Nog geen twee seconden later zag ik hem al: De chippies hadden hun dood in de hoek gevonden. James strekte één voor één met een knakkend geluid zijn vingers uit en keek me grijnzend aan. Ik rilde: Ik vind het zo’n walgelijk geluid, dat knakken. Gebroken botten: Geen punt, maar dat knikken: Brr! Uiteindelijk leek James mijn nietszeggende blik zat te zijn. Hij liep op me af en duwde me ruw naar buiten toe.
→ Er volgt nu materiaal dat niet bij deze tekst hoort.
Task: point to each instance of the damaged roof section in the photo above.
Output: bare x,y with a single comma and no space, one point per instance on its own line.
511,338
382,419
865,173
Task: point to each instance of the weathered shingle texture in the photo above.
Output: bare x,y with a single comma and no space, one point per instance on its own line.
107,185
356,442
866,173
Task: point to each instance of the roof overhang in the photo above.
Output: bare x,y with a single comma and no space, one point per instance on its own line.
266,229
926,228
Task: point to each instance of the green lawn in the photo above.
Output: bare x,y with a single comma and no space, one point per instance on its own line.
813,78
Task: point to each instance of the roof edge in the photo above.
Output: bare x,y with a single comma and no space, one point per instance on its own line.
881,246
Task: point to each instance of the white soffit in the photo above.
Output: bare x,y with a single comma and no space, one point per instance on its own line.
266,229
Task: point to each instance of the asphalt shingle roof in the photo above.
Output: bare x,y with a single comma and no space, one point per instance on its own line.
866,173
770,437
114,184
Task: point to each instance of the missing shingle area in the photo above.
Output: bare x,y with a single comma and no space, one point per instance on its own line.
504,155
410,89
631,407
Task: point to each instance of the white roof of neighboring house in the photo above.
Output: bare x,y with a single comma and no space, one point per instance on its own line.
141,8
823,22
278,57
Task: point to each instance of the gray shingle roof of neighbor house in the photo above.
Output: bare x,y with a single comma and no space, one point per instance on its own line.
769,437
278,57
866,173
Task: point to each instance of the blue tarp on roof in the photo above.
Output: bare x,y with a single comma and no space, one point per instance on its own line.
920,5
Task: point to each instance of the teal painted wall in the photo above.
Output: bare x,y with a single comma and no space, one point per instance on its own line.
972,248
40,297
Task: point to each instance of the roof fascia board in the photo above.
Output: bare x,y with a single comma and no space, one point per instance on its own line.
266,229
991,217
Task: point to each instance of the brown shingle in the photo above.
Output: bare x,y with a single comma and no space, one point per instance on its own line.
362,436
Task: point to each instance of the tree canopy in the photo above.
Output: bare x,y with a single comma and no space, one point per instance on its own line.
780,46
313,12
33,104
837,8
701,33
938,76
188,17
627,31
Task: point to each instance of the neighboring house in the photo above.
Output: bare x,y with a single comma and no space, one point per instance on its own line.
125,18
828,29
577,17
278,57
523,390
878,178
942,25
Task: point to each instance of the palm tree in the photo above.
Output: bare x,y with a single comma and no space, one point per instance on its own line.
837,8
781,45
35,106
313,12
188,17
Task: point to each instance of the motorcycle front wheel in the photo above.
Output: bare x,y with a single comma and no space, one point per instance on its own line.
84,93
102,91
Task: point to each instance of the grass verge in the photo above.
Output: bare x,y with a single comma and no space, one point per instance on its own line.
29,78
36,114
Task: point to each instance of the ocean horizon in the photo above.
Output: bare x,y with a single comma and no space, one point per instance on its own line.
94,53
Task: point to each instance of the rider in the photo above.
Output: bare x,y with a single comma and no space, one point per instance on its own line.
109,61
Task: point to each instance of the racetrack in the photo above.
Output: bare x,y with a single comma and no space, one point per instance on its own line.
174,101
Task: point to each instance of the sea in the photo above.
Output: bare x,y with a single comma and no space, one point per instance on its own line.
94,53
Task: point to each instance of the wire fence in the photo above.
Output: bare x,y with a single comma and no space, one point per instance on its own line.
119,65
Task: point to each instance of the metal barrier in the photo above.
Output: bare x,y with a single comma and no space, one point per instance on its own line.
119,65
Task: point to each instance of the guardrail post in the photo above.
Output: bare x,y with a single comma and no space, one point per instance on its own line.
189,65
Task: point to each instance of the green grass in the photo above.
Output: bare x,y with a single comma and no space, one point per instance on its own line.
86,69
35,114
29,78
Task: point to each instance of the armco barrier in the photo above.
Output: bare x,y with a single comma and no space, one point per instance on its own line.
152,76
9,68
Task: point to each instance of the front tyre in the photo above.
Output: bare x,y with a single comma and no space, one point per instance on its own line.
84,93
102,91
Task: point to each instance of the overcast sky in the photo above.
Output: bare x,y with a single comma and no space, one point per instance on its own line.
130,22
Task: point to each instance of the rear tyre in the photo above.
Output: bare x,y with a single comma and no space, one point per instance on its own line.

‘Kom op nou!’ bromde hij. Ik trok het T-shirt over mijn voorhoofd heen, rilde niet ondanks de toch best wel koude vijftien graden. Al gauw voelde ik een tintelend gevoel door mijn vingertoppen, dat steeds warmer werd. Uiteindelijk barstte ik uit mijn huid en stond ik brullend op vier poten. Voor mij stond een roetgrijze wolf met een opgetrokken bovenlip.
Laten we dit als mannen onder elkaar oplossen: Kom vechten dan!